L'idéal de progrès appuyé sur la science qui se noue à la dynamique d'émancipation individuelle a largement imprimé une manière de concevoir un déroulement mécanique de l'existence, que l'on pourrait expliquer selon une articulation de type cause - effet. Nous voudrions saisir cette cause ultime, identifier l'origine, mettre à jour un ordonnancement linéaire et déterministe, boucler la boucle... Et éventuellement, dans ce procès, débusquer les coupables dont nous serions victimes, c'est dans l'air du temps...

Cet idéal de la science va de pair avec une conception de la vérité comme exactitude et il s'agit, en identifiant la cause, de révéler la preuve. La vérité serait « ce qui colle », ce qui peut être prouvé - chiffres à l'appui. Ce qui est visé est de l'ordre de la cohérence - laquelle vaudrait certitude - et au-delà un « fonctionnement » complet et fermé, susceptible d'être maîtrisé.

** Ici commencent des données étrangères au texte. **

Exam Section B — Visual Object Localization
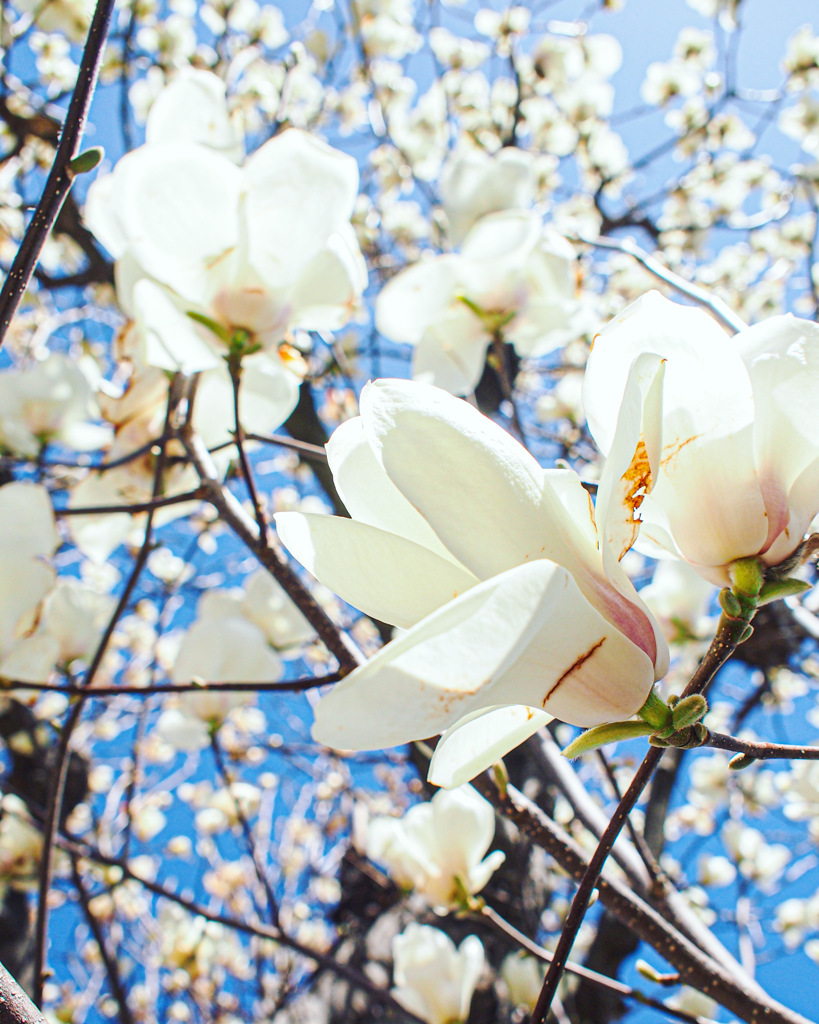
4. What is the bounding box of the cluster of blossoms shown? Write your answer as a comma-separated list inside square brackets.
[0, 0, 819, 1024]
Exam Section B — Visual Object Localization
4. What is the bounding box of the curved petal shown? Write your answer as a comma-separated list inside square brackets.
[427, 705, 554, 790]
[145, 68, 245, 164]
[0, 481, 60, 558]
[360, 381, 559, 579]
[313, 560, 654, 750]
[413, 306, 489, 395]
[425, 785, 494, 881]
[584, 292, 753, 457]
[291, 224, 367, 331]
[736, 314, 819, 557]
[327, 416, 455, 561]
[243, 128, 358, 288]
[114, 142, 242, 305]
[275, 512, 477, 629]
[376, 255, 460, 345]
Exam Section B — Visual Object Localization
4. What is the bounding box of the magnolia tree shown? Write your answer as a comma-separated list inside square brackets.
[0, 0, 819, 1024]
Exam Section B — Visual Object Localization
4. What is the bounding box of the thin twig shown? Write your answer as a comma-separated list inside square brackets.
[0, 0, 115, 345]
[532, 614, 773, 1024]
[577, 237, 747, 334]
[0, 672, 343, 698]
[179, 424, 363, 675]
[480, 906, 716, 1024]
[702, 732, 819, 761]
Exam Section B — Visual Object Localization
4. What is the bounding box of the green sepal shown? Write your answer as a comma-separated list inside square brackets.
[186, 309, 232, 345]
[672, 693, 708, 730]
[637, 687, 672, 732]
[69, 145, 105, 174]
[718, 587, 745, 618]
[563, 722, 654, 761]
[729, 556, 765, 597]
[757, 577, 813, 604]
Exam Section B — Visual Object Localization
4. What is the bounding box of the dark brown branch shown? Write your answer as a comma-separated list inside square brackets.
[0, 964, 48, 1024]
[0, 0, 115, 345]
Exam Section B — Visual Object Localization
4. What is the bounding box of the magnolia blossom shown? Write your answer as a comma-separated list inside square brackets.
[14, 0, 94, 43]
[584, 292, 819, 586]
[440, 145, 535, 245]
[376, 210, 584, 394]
[158, 591, 283, 751]
[85, 82, 367, 440]
[276, 376, 667, 786]
[0, 352, 111, 458]
[392, 922, 485, 1024]
[0, 483, 60, 682]
[367, 785, 506, 909]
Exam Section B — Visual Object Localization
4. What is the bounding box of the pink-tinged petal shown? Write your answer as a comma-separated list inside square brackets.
[736, 315, 819, 557]
[145, 68, 245, 164]
[313, 560, 654, 750]
[360, 381, 559, 579]
[114, 142, 242, 304]
[275, 512, 477, 629]
[643, 425, 768, 566]
[376, 255, 460, 345]
[427, 705, 554, 790]
[327, 416, 455, 561]
[413, 305, 489, 395]
[133, 278, 224, 374]
[243, 128, 358, 288]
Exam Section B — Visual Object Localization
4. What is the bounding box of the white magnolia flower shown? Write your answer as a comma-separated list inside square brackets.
[85, 117, 367, 440]
[0, 352, 111, 458]
[585, 292, 819, 586]
[501, 952, 546, 1013]
[392, 922, 485, 1024]
[276, 376, 667, 786]
[0, 483, 60, 682]
[145, 68, 245, 164]
[157, 591, 283, 751]
[376, 210, 583, 394]
[367, 785, 506, 908]
[440, 146, 534, 245]
[14, 0, 94, 43]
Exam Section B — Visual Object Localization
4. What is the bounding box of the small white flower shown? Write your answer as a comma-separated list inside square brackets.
[392, 922, 485, 1024]
[367, 785, 506, 908]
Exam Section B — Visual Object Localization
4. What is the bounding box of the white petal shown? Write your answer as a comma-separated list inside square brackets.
[376, 256, 460, 345]
[114, 142, 242, 304]
[275, 512, 477, 629]
[584, 292, 753, 456]
[736, 315, 819, 550]
[427, 705, 554, 790]
[313, 561, 654, 750]
[327, 416, 454, 561]
[243, 128, 358, 287]
[360, 381, 553, 578]
[0, 482, 60, 558]
[145, 68, 245, 163]
[290, 223, 367, 331]
[413, 306, 489, 395]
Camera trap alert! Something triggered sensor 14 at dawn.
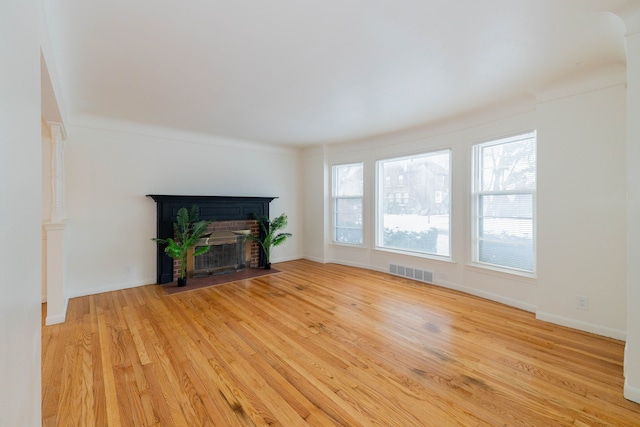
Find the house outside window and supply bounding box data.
[472,132,536,274]
[332,163,364,245]
[376,149,451,258]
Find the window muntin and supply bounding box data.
[332,163,364,245]
[473,132,536,273]
[376,150,451,257]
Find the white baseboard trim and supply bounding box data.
[327,259,378,270]
[69,277,156,298]
[536,311,627,341]
[302,256,327,264]
[435,277,536,313]
[44,298,69,326]
[624,380,640,403]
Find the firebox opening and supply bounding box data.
[191,230,251,278]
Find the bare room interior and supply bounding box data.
[0,0,640,426]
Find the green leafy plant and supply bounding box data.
[151,205,213,280]
[247,213,292,269]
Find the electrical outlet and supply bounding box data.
[576,295,589,310]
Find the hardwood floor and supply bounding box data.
[42,261,640,427]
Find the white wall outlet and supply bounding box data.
[576,295,589,310]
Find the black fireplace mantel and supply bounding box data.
[147,194,276,284]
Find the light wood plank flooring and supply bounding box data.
[42,261,640,427]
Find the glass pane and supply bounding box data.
[335,227,362,245]
[478,134,536,191]
[479,238,533,271]
[478,194,534,271]
[334,198,362,244]
[378,150,451,256]
[333,163,363,197]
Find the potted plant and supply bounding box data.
[247,213,292,270]
[151,205,213,286]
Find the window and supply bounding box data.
[376,150,451,257]
[333,163,363,245]
[473,132,536,273]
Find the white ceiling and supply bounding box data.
[43,0,638,145]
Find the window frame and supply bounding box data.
[470,130,538,278]
[331,161,365,247]
[374,146,454,262]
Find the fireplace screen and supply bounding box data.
[193,231,247,277]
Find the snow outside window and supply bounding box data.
[376,150,451,257]
[332,163,363,245]
[473,132,536,273]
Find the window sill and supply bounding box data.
[467,263,538,284]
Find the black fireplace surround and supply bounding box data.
[147,194,276,284]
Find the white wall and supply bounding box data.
[305,68,626,339]
[538,78,626,339]
[312,102,536,311]
[41,120,53,302]
[66,120,303,297]
[0,0,42,426]
[624,7,640,403]
[301,146,330,262]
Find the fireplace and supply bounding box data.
[148,194,275,284]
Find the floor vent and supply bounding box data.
[389,264,433,283]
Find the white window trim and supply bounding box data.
[469,130,538,279]
[329,161,366,248]
[373,146,455,263]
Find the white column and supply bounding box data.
[621,8,640,403]
[49,122,67,223]
[44,222,69,325]
[44,123,69,325]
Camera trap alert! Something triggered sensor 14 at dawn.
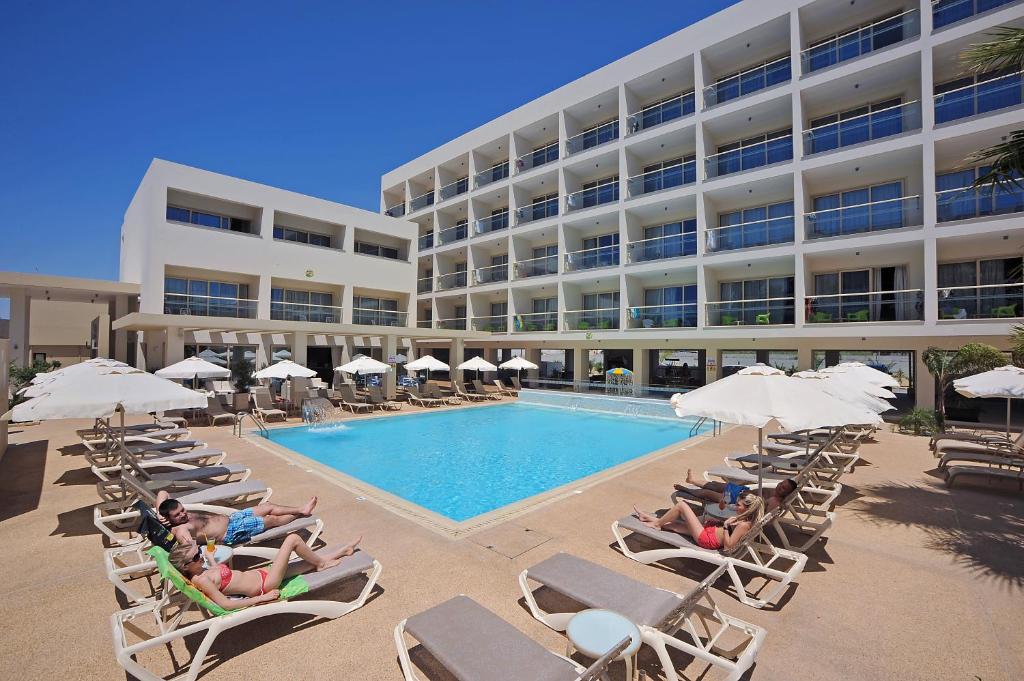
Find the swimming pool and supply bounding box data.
[268,403,710,522]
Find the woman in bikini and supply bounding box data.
[633,492,765,551]
[170,535,362,610]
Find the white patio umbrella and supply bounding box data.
[953,365,1024,437]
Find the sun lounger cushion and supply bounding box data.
[406,596,579,681]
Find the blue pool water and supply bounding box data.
[269,403,704,521]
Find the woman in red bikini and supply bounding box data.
[170,535,362,610]
[633,492,765,551]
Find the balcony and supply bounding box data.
[512,255,558,280]
[512,312,558,333]
[164,293,256,320]
[935,73,1024,125]
[627,303,697,329]
[705,134,793,179]
[806,289,925,324]
[804,197,922,239]
[626,91,695,135]
[565,178,618,213]
[804,100,921,156]
[703,54,793,109]
[800,7,921,75]
[626,159,697,199]
[565,307,620,331]
[705,298,796,327]
[565,244,618,272]
[626,231,697,262]
[705,215,795,253]
[270,301,341,324]
[473,264,509,286]
[938,284,1024,320]
[565,118,618,156]
[352,307,409,327]
[473,209,509,235]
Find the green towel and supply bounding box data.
[146,546,309,615]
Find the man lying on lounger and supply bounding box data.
[157,492,317,546]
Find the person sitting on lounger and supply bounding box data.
[157,492,317,546]
[633,492,765,551]
[672,469,797,513]
[170,535,362,610]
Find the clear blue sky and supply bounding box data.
[0,0,732,288]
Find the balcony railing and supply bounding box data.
[512,255,558,280]
[626,91,694,134]
[705,297,796,327]
[565,119,618,156]
[164,293,256,320]
[512,312,558,333]
[705,135,793,179]
[935,184,1024,222]
[565,307,620,331]
[270,301,341,324]
[470,314,509,334]
[800,7,921,74]
[473,161,509,189]
[626,231,697,262]
[935,72,1024,125]
[804,100,921,155]
[409,189,434,212]
[515,140,558,173]
[473,209,509,235]
[473,265,509,286]
[626,303,697,329]
[804,197,922,239]
[938,284,1024,320]
[565,179,618,213]
[806,289,925,324]
[352,307,409,327]
[932,0,1017,29]
[703,54,793,109]
[626,160,697,198]
[705,215,796,253]
[565,244,618,272]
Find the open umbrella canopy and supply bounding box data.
[253,359,316,379]
[156,357,231,379]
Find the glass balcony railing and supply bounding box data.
[932,0,1018,29]
[804,101,921,156]
[473,209,509,235]
[626,231,697,262]
[705,215,796,253]
[565,119,618,156]
[800,7,921,74]
[512,255,558,280]
[164,293,256,320]
[565,244,618,272]
[706,298,796,327]
[626,159,697,199]
[512,312,558,333]
[935,184,1024,222]
[626,303,697,329]
[565,307,620,331]
[515,141,558,173]
[806,289,925,324]
[703,54,793,109]
[935,73,1024,125]
[938,284,1024,320]
[804,197,922,239]
[565,179,618,213]
[352,307,408,327]
[705,135,793,179]
[626,91,695,135]
[270,301,341,324]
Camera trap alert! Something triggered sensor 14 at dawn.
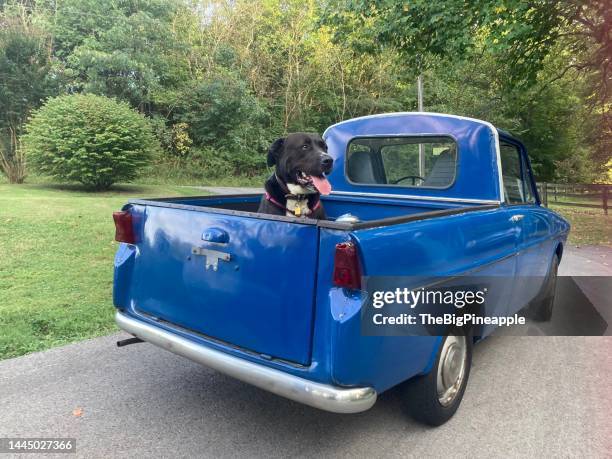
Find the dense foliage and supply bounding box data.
[0,0,612,187]
[23,94,156,190]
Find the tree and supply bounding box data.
[23,94,159,190]
[0,4,58,183]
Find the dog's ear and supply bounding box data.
[268,137,285,167]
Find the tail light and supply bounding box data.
[113,210,137,244]
[334,242,361,289]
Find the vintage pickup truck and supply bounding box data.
[113,112,569,425]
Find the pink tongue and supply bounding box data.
[310,175,331,195]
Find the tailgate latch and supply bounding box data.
[191,247,230,271]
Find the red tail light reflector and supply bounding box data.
[334,242,361,289]
[113,210,136,244]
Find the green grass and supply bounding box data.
[549,205,612,247]
[0,183,206,358]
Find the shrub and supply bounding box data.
[23,94,159,190]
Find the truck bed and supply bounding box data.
[113,195,498,366]
[130,194,496,230]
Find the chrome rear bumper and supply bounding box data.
[115,312,376,413]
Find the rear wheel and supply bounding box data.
[528,255,559,322]
[404,328,473,426]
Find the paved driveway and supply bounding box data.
[0,246,612,457]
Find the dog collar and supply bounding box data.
[265,191,321,217]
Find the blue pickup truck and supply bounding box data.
[113,112,569,425]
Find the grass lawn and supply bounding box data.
[549,206,612,247]
[0,182,206,359]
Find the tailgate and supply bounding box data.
[130,206,318,365]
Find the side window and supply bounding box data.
[500,143,536,204]
[346,137,457,188]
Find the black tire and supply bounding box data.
[528,255,559,322]
[402,328,474,426]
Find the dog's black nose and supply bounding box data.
[321,155,334,173]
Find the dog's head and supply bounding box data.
[268,132,334,194]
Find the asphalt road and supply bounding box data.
[0,251,612,458]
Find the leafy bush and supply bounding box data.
[23,94,159,190]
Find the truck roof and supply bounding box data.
[323,112,504,204]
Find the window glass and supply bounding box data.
[346,137,457,188]
[500,143,535,204]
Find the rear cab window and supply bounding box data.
[346,136,457,188]
[499,142,536,204]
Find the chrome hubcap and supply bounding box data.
[437,336,467,406]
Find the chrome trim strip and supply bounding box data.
[331,191,501,204]
[115,311,377,413]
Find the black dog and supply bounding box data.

Or, la promesse de la science - sortir de l'aliénation par la mise à jour de la vérité comme exactitude et de l'enchaînement causal, dans l'idéal d'une maîtrise de l'existence - se révèle comme une impasse s'agissant du cheminement subjectif, tel qu'il peut s'éprouver dans le travail analytique.

C'est une conception autre de la vérité qui s'éprouve dans l'analyse. La question centrale n'est pas celle du vrai au sens de l'exactitude. Dans le progrès de la cure, il apparaît que c'est le récit qui fait vérité, au sens de ce qui est effectif. Le récit tel qu'il est rapporté, ou tel qu'il surgit, hors de toute construction, au gré des événements, des rêves et des associations à partir desquels il se tisse. Récit que l'analyste ponctue, fût-ce par le silence, assumant là un point d'appui pour une mise en forme qui invite à prendre la mesure du caractère effectif.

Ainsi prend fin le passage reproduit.